RUSSIA / FSU POLITICS - In Brief 18 Apr 2019 by Alex Teddy

OPEC + is considering how to handle the market supply balance. Oil prices are reaching USD 70 a barrel. This is good news for Rosneft and other Russian oil companies. Russia has only reduced production by half as much as OPEC asked. OPEC members are considering raising production. Too abrupt a price rise would cause ructions and the US is asking the Saudis to help them out. Saudi Arabia is desperate for US co-operation on Iran. Trump vetoed a US Congress bill to stop supporting the Saudi fight in Yemen.The Russian State Atomic Energy Corporation (Rosatom) is negotiating with the Saudis to build nuclear power plants in Saudi. If these are built it will free more Saudi crude for export. In the long term that is bad for Russia.The Russian Ministry of Finance announced that oil export tax will go up 7.4%: i.e. it will be USD 104.6 per ton as of May 1. There will be a minor tax rise on other fuel exports too.Gazprom will recomemence exporting Turkmen gas to Europe. Gazprom makes a tidy profit on this. Power of Siberia is a lucrative contract Gazprom has with China and it is oil indexed.
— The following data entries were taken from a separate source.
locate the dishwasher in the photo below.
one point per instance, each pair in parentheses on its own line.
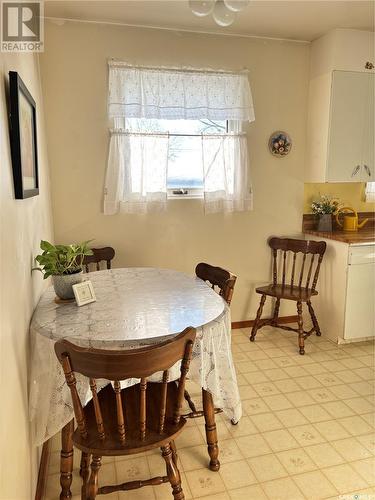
(360,292)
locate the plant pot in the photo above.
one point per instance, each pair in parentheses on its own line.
(63,284)
(325,223)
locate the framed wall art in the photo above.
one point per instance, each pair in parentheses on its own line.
(23,138)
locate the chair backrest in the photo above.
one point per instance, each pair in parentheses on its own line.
(219,277)
(121,365)
(99,255)
(301,273)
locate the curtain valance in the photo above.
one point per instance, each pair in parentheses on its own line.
(137,92)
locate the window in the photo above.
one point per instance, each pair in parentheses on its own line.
(169,134)
(185,166)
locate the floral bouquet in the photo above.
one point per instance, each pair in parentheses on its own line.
(325,205)
(323,209)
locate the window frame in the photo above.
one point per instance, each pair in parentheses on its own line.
(197,193)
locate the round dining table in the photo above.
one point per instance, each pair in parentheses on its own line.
(134,307)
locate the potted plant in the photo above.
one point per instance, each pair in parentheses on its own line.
(64,264)
(323,209)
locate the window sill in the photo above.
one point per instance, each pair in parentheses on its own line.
(185,194)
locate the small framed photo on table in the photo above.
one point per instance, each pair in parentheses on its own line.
(84,293)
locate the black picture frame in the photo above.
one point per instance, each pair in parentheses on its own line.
(23,138)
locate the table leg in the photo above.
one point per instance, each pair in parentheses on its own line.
(66,460)
(211,432)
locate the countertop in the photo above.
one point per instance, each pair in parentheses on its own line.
(362,236)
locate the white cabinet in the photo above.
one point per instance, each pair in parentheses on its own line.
(340,124)
(345,306)
(350,151)
(360,293)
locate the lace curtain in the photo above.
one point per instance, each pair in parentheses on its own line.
(370,191)
(177,94)
(136,179)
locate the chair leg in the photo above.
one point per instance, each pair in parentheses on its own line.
(173,473)
(276,312)
(66,460)
(92,487)
(84,472)
(257,319)
(190,402)
(211,431)
(174,452)
(301,340)
(314,319)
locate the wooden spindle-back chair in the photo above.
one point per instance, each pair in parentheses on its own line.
(217,277)
(295,270)
(126,421)
(105,254)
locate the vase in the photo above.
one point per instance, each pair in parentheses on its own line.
(63,284)
(325,223)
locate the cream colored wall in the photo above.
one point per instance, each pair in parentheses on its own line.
(74,76)
(349,193)
(23,223)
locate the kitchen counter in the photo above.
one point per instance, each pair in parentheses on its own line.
(362,236)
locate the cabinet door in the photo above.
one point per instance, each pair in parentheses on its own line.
(360,302)
(368,172)
(349,104)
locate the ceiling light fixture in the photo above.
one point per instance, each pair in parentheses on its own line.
(223,11)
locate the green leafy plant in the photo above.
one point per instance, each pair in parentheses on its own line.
(57,260)
(325,205)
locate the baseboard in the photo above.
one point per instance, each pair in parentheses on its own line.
(249,323)
(43,471)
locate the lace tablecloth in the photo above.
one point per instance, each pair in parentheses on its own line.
(135,307)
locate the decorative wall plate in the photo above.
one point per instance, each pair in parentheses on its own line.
(279,144)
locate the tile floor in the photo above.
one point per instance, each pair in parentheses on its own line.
(307,430)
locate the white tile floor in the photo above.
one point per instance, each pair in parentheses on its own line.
(307,430)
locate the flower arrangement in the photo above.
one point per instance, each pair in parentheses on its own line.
(325,205)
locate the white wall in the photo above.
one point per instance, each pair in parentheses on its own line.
(23,224)
(74,76)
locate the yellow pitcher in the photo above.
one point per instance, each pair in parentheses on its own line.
(350,220)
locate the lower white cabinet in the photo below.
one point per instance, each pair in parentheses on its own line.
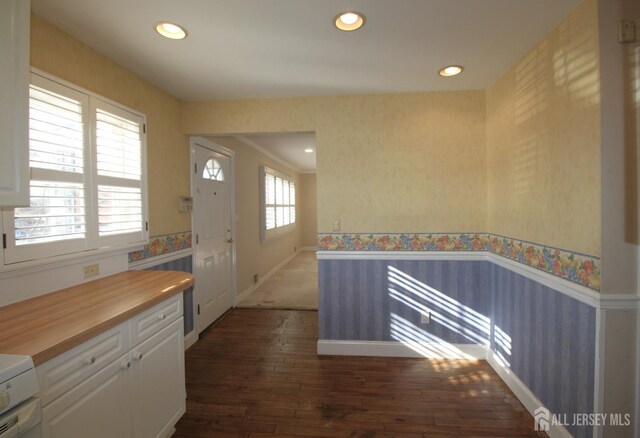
(158,399)
(98,407)
(141,394)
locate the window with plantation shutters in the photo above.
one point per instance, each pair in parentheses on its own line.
(118,139)
(87,190)
(278,201)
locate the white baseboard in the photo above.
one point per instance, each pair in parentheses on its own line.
(522,392)
(248,291)
(399,349)
(190,339)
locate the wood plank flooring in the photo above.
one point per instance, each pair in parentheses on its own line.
(256,374)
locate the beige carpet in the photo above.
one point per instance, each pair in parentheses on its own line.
(295,286)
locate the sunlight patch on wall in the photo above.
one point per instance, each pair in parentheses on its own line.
(575,63)
(422,342)
(444,310)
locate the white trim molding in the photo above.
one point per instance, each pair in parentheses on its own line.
(190,338)
(401,255)
(401,349)
(522,392)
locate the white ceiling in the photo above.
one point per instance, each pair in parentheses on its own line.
(286,148)
(269,48)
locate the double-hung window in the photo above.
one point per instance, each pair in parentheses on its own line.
(87,159)
(278,203)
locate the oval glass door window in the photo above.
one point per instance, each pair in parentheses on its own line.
(213,171)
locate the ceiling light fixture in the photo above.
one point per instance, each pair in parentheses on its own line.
(171,30)
(450,70)
(349,21)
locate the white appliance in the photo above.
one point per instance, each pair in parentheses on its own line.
(19,410)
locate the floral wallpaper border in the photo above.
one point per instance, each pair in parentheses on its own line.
(160,245)
(582,269)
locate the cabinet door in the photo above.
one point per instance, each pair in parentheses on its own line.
(99,407)
(14,101)
(158,386)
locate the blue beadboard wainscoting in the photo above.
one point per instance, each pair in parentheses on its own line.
(538,339)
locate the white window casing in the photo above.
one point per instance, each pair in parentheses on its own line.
(87,158)
(277,203)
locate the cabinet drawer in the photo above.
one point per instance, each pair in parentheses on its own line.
(64,372)
(155,319)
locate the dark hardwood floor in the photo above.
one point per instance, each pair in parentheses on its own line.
(256,374)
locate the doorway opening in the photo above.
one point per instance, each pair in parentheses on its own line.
(275,270)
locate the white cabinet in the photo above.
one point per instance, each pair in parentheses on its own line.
(98,407)
(154,395)
(14,100)
(127,382)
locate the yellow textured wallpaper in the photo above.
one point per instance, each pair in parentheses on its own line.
(59,54)
(389,162)
(543,140)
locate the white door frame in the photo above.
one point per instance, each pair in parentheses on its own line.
(231,180)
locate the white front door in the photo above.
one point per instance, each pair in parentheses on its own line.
(212,234)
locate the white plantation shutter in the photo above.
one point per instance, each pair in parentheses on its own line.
(87,186)
(279,209)
(270,196)
(55,221)
(119,157)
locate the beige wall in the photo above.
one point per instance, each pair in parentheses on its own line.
(408,162)
(253,256)
(59,54)
(308,211)
(543,140)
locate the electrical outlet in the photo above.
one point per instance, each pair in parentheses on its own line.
(626,31)
(91,270)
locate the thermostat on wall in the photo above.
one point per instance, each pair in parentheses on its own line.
(186,203)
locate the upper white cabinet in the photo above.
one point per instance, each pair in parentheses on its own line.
(14,101)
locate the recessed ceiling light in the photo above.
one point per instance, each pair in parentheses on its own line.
(349,21)
(171,30)
(451,70)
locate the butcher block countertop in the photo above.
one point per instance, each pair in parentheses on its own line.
(47,326)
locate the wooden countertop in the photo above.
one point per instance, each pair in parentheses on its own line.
(48,325)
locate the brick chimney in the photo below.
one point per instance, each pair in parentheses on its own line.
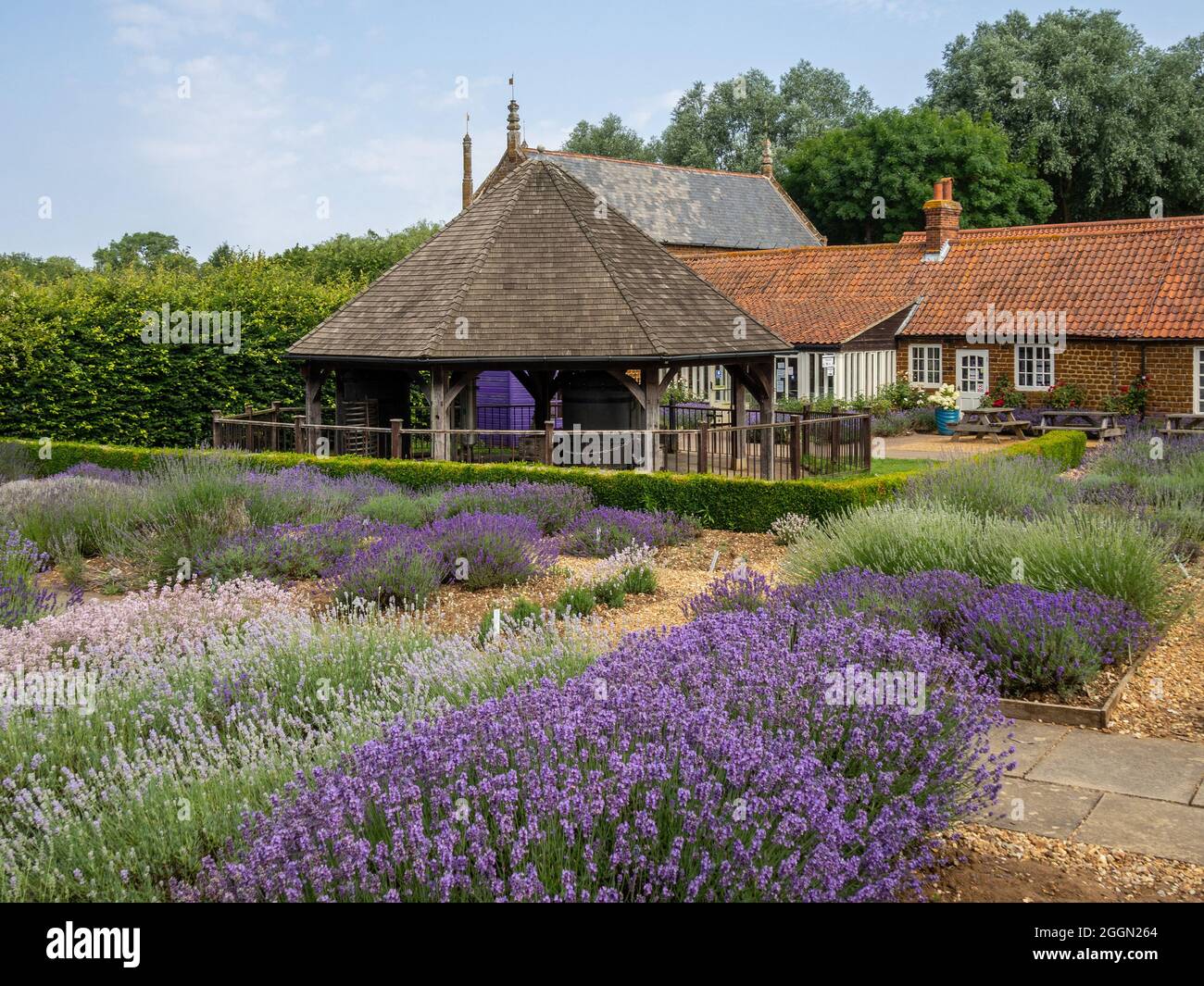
(466,184)
(942,216)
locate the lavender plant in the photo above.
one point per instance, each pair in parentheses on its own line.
(606,530)
(710,762)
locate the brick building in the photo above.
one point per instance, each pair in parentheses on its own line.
(1092,304)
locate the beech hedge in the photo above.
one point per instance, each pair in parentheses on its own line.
(718,502)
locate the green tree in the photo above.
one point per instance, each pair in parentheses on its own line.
(726,125)
(868,182)
(357,257)
(40,269)
(610,139)
(1109,121)
(144,249)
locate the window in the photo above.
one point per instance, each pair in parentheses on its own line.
(786,377)
(926,365)
(1198,376)
(1035,368)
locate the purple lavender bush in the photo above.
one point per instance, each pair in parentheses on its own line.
(483,550)
(1047,642)
(1032,641)
(605,530)
(20,598)
(307,493)
(400,568)
(549,505)
(715,761)
(289,552)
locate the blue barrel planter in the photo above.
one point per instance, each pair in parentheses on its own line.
(947,419)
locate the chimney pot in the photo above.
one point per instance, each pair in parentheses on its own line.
(942,218)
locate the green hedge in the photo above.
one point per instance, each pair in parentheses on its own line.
(719,502)
(1063,447)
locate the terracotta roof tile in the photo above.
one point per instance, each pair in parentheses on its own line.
(1124,280)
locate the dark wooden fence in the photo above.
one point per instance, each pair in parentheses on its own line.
(794,447)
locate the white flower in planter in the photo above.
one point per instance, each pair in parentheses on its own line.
(944,397)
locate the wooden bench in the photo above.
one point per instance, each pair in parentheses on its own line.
(1184,424)
(988,420)
(1095,424)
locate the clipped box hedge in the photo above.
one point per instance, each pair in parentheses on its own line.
(719,502)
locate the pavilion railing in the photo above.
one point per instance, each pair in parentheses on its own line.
(794,447)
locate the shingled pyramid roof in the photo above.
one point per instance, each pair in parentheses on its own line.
(536,269)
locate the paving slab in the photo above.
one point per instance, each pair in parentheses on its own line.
(1155,828)
(1167,769)
(1031,740)
(1040,809)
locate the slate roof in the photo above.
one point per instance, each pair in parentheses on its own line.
(689,206)
(1138,280)
(537,276)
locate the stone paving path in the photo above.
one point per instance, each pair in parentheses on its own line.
(1135,793)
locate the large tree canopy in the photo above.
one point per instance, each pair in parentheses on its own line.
(725,127)
(868,182)
(610,139)
(1109,121)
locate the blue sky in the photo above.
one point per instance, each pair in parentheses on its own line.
(356,103)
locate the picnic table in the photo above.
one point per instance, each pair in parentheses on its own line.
(1184,424)
(1095,424)
(988,420)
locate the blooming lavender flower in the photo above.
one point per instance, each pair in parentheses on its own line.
(673,769)
(20,598)
(606,530)
(549,505)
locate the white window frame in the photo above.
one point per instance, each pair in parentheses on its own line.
(926,363)
(1198,380)
(1034,388)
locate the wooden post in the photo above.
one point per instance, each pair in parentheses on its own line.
(807,438)
(765,416)
(796,448)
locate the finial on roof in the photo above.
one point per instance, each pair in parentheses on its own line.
(512,128)
(466,183)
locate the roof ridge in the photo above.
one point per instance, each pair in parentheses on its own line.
(474,269)
(645,323)
(653,164)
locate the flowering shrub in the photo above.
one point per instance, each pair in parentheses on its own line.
(400,568)
(212,697)
(673,769)
(606,530)
(1047,642)
(304,493)
(289,550)
(549,505)
(483,550)
(944,397)
(790,528)
(1031,641)
(20,600)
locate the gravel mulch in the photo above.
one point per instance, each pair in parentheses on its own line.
(996,865)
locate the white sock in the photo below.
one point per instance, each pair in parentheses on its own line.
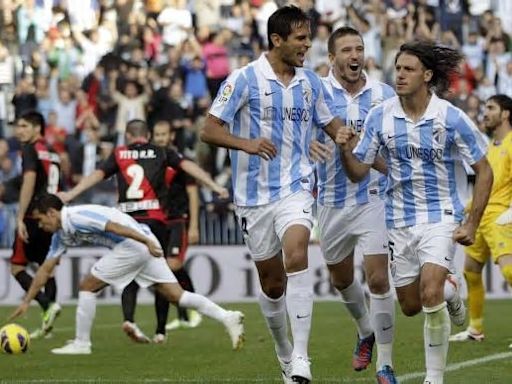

Turkmenistan is also competing in the Chinese energy market and the Chinese have demanded and received a below market price from them. Turkmenistan exports almost nothing else and could not afford to have China walk away. This allowed Gazprom to drive a hard bargain with President Berdymukhamedov of Turkmenistan.LNG prices will likely stay fairly low in 2020. Europe has only so many LNG fired power stations. Moscow does not seem to have decided whether to be short termist or long termist about maximizing oil revenue.